Google’s 24-hour delay for Android sideloading is really smart

User choice is a problem. It’s one that platforms have been tackling in different ways for decades now, and it all comes down to a balance. Users want the freedom to install whatever software they want. But the companies behind those platforms understand that they also need to keep their users protected against the threat of malware. So how do you keep that “do whatever you want” door open, while also employing a bouncer to keep the peace?

This is as much a technical problem as it is one centered on human behavior, and that messy human part of it means that there are always going to be edge cases where one-size-fits-all approaches don’t work. But with that acknowledged, Google’s new “advanced flow” for sideloading apps strikes what I think is an incredibly satisfying compromise — and this 24-hour delay is probably the smartest part of it.

Where Android malware comes from

There’s no shortage of places you could pick up an Android APK that’s infected with some hidden malicious code, just waiting to ruin your day (and week, and bank balance). Sometimes malware sneaks into the official Play Store — but Google’s constantly vigilant about detecting and removing all that it can. Or maybe you find a download link on the web or in an online forum — you might think you’re getting an early release from the actual developer, but it’s an impostor trying to trick you into installing malware.

Google already has good system in place to address these threats, and they’re getting even stronger with this new push for more universal develop registration. Between Play Protect scans and sticking with developers you trust, most users can feel reasonably confident that their apps are safe.

But there’s also a much more insidious type of malware threat, and one that leans harder than ever on the human element here: scams. Bad actors target vulnerable communities everywhere, often starting with phone calls or messages warning about imminent dangers — a classic here is someone telling you over the phone that you’ve got a relative in jail and they need you to send money for bail/a fine/to pay a lawyer immediately.

Sometimes, scammers like those just try to get you to send them cash. But increasingly, they’re adding a malware component to their scams, trying to convince you that the only way to make the necessary payment is with some special software. These kind of high-pressure tactics, and coming from a live person you’re talking to, can be incredibly more persuasive than some random forum comment suggesting you install an unverified APK. When the safety of your loved ones is on the line, it’s very possible that you might dismiss all the warning messages Android throws at you and still try to install the sketchy APK.

How Android’s “advanced flow” for sideloading keeps users safe

Google has clearly spent a lot of time looking at its options here. Warning messages are a good start, but they can only get you so far, and all too easily collapse when scammers are able to get an emotional hook into their target. What Google ultimately had to accept is that any sideloading protection workflow that included a switch or toggle that users could turn off, would be turned off through the influence of smooth-talking scammers.

After the announcement about developer verification last summer, a lot of us were concerned that Google’s solution there would be the nuclear option: Just don’t offer that kind of toggle at all. But instead, we’re now getting this 24-hour compromise. There’s no toggle at first, but wait things out long enough, and the option arrives.

That is just so clever for several reasons. By taking the decision to immediately install an unverified app out of users’ hands, Google puts scammers in a very difficult position. Successful scams now have to operate over a longer time period, raising expense and difficulty on the scammer’s end.

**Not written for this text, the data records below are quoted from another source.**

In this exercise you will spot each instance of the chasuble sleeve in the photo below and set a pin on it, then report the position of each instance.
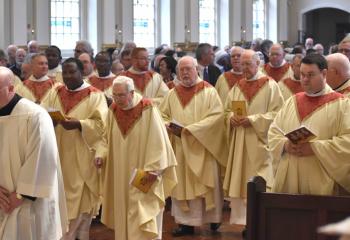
(334, 153)
(261, 121)
(36, 175)
(162, 90)
(211, 126)
(93, 127)
(164, 107)
(159, 156)
(276, 137)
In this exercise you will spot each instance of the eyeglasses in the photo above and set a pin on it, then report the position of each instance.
(308, 75)
(344, 50)
(120, 95)
(143, 58)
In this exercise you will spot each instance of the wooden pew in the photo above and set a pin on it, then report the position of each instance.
(276, 216)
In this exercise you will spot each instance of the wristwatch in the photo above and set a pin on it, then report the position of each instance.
(19, 196)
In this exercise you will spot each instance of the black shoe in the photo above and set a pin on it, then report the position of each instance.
(214, 226)
(183, 230)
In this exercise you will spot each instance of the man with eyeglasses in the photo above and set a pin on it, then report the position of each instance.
(83, 46)
(277, 68)
(32, 204)
(319, 166)
(338, 74)
(228, 79)
(39, 84)
(247, 132)
(137, 140)
(290, 86)
(344, 47)
(147, 82)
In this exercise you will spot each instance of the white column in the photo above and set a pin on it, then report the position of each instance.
(92, 23)
(247, 25)
(108, 21)
(272, 20)
(235, 20)
(19, 22)
(5, 37)
(164, 26)
(194, 20)
(223, 26)
(282, 20)
(127, 21)
(42, 21)
(178, 21)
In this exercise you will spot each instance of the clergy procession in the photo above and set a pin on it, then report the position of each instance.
(120, 136)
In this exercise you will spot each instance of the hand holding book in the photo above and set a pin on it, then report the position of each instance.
(142, 180)
(299, 142)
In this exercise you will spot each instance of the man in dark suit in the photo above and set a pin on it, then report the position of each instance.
(206, 69)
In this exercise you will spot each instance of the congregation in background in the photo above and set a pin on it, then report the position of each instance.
(129, 129)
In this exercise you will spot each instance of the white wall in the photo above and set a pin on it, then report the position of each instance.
(298, 7)
(105, 21)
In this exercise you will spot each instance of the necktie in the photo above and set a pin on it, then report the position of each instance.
(205, 74)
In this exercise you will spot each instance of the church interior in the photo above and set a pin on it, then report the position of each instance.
(176, 28)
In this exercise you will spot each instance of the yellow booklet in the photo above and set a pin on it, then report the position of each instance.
(239, 108)
(300, 135)
(139, 180)
(56, 115)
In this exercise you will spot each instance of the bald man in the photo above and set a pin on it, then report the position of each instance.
(247, 133)
(292, 85)
(319, 48)
(194, 103)
(11, 53)
(228, 79)
(33, 47)
(88, 63)
(338, 74)
(309, 43)
(277, 68)
(344, 47)
(16, 68)
(32, 204)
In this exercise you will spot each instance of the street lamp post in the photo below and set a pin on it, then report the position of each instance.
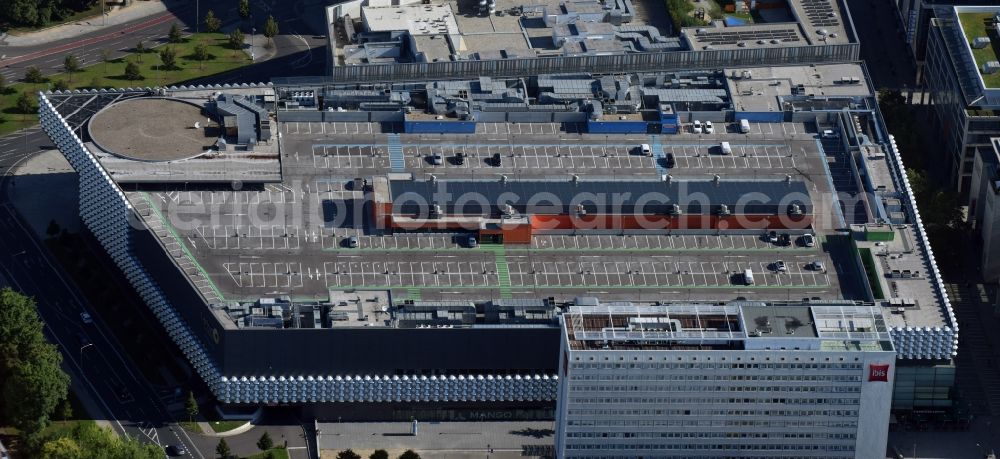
(82, 348)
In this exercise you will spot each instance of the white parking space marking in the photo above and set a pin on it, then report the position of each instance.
(265, 275)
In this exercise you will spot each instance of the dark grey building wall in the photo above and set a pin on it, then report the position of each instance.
(242, 352)
(390, 351)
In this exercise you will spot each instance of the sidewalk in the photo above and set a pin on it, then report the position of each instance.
(117, 16)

And by forcing users to wait, Google gives them the time to verify all the lies scammers had been feeding them.

Meanwhile, there’s also a path forward towards seamless unverified installs for power users who have been around the block enough times to feel confident about the APKs they’re installing and where those are coming from. If you’ve been seeing yesterday’s announcement and thinking “there’s no way I’m waiting a full day every time I want to install a Switch emulator,” good news — you won’t have to!

Once you go through that initial 24-hour wait, you can choose to unlock the ability to install unverified apps for the next seven days, or to keep it unlocked forever. What I suspect is that the sort of users who know that they’re going to be installing a lot of APKs — the ones who do so on basically every phone they ever own — are just going to go through this process on day one of setting up a new device, and then never think about it again.

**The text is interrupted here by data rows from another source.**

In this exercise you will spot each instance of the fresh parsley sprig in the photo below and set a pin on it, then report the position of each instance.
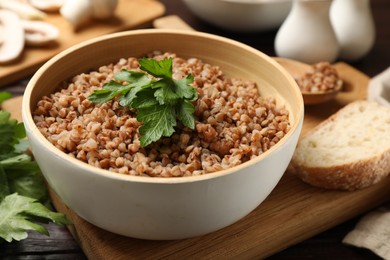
(159, 102)
(23, 194)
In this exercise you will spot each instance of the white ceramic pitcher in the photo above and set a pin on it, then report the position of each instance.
(307, 34)
(354, 27)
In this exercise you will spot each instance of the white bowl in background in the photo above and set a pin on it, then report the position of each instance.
(242, 15)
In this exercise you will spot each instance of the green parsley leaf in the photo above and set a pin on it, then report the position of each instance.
(17, 213)
(158, 121)
(158, 69)
(159, 101)
(185, 111)
(23, 193)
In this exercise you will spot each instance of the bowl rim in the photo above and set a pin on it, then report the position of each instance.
(251, 2)
(33, 129)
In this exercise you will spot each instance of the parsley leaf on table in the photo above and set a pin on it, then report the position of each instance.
(159, 101)
(19, 213)
(23, 194)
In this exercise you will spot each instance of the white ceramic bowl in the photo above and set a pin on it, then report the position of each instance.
(164, 208)
(242, 15)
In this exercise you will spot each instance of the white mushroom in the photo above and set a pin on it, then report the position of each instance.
(103, 9)
(38, 33)
(25, 11)
(78, 12)
(47, 5)
(12, 36)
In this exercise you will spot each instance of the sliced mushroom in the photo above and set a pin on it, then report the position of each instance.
(47, 5)
(12, 36)
(25, 11)
(78, 12)
(38, 33)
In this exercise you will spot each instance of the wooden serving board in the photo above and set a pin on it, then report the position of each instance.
(130, 14)
(293, 212)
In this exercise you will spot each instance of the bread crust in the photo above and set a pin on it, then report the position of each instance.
(350, 176)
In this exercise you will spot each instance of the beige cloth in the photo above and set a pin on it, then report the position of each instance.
(372, 232)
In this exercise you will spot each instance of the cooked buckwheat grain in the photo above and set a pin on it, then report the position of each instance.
(233, 124)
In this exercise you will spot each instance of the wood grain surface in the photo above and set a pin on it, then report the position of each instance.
(130, 14)
(293, 212)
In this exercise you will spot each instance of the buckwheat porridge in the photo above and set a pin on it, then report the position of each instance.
(233, 124)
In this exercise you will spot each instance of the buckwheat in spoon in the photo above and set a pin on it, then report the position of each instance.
(319, 82)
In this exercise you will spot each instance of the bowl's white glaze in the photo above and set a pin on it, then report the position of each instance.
(164, 208)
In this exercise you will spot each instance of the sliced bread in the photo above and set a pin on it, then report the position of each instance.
(348, 151)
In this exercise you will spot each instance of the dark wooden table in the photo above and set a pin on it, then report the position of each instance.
(61, 245)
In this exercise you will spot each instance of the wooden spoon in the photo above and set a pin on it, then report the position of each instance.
(298, 69)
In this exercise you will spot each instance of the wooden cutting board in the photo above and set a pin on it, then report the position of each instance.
(130, 14)
(293, 212)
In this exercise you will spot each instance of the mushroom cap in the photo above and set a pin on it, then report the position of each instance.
(38, 33)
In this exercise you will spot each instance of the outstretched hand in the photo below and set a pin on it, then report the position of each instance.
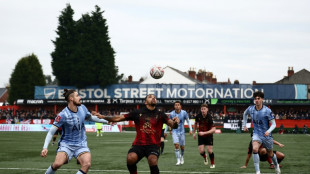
(44, 153)
(176, 119)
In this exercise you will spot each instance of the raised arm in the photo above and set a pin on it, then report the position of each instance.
(271, 128)
(277, 143)
(173, 123)
(116, 118)
(211, 131)
(96, 119)
(245, 119)
(48, 138)
(246, 161)
(194, 130)
(189, 126)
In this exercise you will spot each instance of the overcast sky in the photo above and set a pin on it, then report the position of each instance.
(237, 39)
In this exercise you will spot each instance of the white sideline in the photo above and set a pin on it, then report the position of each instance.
(124, 171)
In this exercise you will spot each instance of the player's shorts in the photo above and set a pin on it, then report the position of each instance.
(205, 140)
(178, 138)
(266, 141)
(265, 157)
(162, 133)
(144, 151)
(73, 151)
(58, 132)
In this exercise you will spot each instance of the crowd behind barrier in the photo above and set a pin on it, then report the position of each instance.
(216, 113)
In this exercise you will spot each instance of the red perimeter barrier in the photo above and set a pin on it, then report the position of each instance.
(291, 123)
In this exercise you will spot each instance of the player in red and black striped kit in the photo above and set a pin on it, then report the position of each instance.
(148, 122)
(206, 128)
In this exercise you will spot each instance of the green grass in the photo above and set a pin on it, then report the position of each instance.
(20, 153)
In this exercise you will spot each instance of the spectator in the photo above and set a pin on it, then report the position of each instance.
(295, 130)
(305, 130)
(281, 129)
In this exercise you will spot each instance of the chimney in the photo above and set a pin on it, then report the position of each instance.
(200, 77)
(192, 73)
(214, 80)
(290, 71)
(130, 79)
(209, 77)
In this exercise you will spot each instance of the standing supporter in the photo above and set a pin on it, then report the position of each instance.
(206, 129)
(261, 116)
(73, 141)
(178, 135)
(148, 123)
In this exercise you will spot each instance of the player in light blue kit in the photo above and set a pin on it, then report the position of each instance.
(261, 117)
(73, 141)
(178, 135)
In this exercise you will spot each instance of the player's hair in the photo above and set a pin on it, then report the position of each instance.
(258, 94)
(67, 93)
(204, 105)
(178, 102)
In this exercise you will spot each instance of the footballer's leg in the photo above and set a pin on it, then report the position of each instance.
(152, 154)
(85, 161)
(256, 145)
(210, 151)
(61, 159)
(182, 147)
(211, 156)
(132, 160)
(202, 152)
(153, 160)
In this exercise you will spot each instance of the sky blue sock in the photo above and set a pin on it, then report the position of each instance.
(274, 160)
(176, 151)
(256, 161)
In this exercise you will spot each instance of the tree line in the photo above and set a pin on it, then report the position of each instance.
(83, 56)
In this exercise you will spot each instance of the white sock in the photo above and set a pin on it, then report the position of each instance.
(176, 151)
(50, 170)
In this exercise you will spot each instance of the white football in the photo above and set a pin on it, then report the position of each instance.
(157, 72)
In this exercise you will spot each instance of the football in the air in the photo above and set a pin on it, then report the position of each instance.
(157, 72)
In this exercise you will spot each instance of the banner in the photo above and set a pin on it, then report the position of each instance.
(46, 127)
(170, 91)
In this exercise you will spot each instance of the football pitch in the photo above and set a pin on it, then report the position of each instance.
(20, 153)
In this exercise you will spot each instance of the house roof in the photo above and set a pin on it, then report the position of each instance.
(300, 77)
(2, 91)
(171, 76)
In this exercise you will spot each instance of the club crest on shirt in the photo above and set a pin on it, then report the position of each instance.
(57, 119)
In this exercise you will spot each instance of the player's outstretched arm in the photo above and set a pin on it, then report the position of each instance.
(96, 119)
(194, 131)
(48, 138)
(116, 118)
(173, 123)
(245, 119)
(277, 143)
(211, 131)
(246, 161)
(271, 128)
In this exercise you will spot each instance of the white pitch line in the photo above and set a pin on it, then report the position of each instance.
(123, 171)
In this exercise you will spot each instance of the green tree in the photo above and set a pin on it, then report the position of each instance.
(26, 75)
(91, 60)
(65, 45)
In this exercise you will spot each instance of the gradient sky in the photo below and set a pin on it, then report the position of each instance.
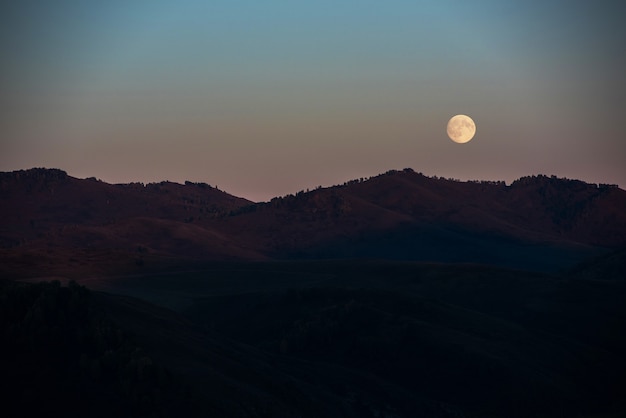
(265, 98)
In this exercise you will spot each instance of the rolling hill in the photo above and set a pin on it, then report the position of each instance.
(54, 224)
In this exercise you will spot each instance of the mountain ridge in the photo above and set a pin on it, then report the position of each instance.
(544, 222)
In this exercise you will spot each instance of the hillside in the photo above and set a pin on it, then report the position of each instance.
(53, 222)
(323, 338)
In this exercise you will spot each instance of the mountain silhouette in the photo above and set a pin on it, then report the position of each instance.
(51, 221)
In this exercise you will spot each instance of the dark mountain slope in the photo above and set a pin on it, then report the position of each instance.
(405, 339)
(539, 223)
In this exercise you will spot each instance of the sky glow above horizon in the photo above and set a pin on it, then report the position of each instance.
(268, 98)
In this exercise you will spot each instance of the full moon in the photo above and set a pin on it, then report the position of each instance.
(461, 129)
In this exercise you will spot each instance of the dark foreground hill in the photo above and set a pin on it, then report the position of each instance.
(54, 224)
(333, 339)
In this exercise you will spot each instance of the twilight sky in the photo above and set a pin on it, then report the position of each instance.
(265, 98)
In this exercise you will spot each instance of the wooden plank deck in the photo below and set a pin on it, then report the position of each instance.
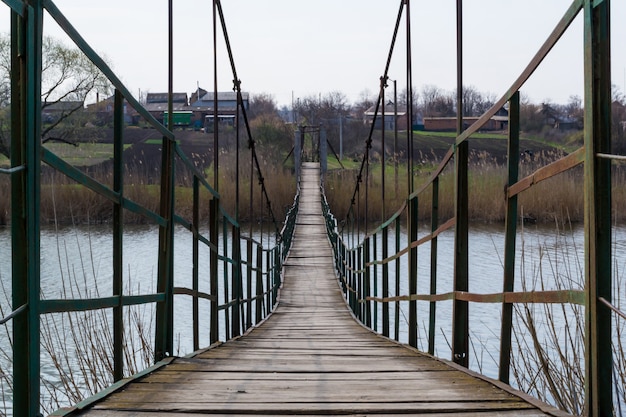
(312, 358)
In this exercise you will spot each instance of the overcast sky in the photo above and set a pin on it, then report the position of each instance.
(297, 48)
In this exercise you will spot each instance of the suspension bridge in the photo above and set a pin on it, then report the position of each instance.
(299, 318)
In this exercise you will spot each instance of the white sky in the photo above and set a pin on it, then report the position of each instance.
(303, 48)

“But, but, but,” you protest, “what if I have an EMERGENCY where I really do need to install an unverified app RIGHT now and hadn’t set all that up in advance?” Google’s got you. Even with these on-device protections now nicely locked-down against even charismatic scammers, there’s an external option: ADB.

Plug your Android phone into your PC, fire up the Android Debug Bridge in your terminal, and you can manually input command-line instructions to instantly install even unverified apps. If you’ve ever played around with ADB before, you can probably appreciate that this is not the sort of process a scammer’s successfully going to be able to talk your grandmother through, and just the steep technical barrier that ADB represents will probably suffice to keep this loophole safe.

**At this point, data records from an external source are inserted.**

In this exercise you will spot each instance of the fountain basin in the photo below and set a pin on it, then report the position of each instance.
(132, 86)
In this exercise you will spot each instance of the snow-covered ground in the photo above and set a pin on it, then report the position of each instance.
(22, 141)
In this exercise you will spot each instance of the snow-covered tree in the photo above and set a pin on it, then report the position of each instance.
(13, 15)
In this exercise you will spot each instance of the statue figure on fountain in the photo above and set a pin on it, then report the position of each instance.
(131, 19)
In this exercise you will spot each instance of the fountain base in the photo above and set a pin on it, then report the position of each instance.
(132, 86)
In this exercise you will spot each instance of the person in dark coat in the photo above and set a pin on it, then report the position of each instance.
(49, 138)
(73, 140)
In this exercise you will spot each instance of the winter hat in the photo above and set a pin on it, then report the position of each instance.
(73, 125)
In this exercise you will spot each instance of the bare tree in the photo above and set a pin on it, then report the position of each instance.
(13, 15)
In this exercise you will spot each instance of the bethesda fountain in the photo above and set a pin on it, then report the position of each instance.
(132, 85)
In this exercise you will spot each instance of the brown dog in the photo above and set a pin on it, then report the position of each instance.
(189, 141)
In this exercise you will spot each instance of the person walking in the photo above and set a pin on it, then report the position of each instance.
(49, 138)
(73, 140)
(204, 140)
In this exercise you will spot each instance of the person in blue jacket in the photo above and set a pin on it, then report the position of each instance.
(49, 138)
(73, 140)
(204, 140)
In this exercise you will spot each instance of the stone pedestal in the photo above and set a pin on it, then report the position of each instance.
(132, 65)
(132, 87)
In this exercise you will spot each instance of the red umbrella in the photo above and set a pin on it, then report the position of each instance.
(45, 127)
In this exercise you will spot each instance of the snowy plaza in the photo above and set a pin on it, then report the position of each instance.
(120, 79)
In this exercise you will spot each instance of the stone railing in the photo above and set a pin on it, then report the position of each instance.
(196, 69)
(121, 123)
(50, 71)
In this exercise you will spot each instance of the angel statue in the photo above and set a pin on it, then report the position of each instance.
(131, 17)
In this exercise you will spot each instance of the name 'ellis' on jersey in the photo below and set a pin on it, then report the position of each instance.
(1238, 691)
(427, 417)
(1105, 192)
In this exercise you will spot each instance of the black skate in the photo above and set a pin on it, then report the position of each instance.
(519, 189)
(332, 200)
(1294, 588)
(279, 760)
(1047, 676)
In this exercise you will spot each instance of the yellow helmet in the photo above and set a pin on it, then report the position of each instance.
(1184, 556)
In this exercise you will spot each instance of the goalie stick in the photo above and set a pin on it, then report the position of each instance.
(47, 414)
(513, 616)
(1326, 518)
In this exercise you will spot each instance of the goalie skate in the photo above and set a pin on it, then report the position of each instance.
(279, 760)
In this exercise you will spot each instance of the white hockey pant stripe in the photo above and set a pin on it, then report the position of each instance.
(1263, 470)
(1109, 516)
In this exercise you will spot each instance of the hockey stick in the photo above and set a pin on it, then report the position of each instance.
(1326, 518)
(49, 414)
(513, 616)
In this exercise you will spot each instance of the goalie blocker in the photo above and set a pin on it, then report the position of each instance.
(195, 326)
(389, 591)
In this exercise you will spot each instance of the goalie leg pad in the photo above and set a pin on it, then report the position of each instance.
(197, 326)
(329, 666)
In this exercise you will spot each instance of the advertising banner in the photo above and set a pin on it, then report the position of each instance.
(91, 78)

At the end of all this, Android is still Android. The platform is still open, and users have the freedom to install any app they wish, from any source. But freedom is also dangerous, and rather than throwing users right into the deep end of distinguishing between malware and legitimate apps themselves, Android is defaulting to making everyone enter through the kiddie pool. If you want to swim out deeper, that’s on you. And really, I think that’s the way things should be.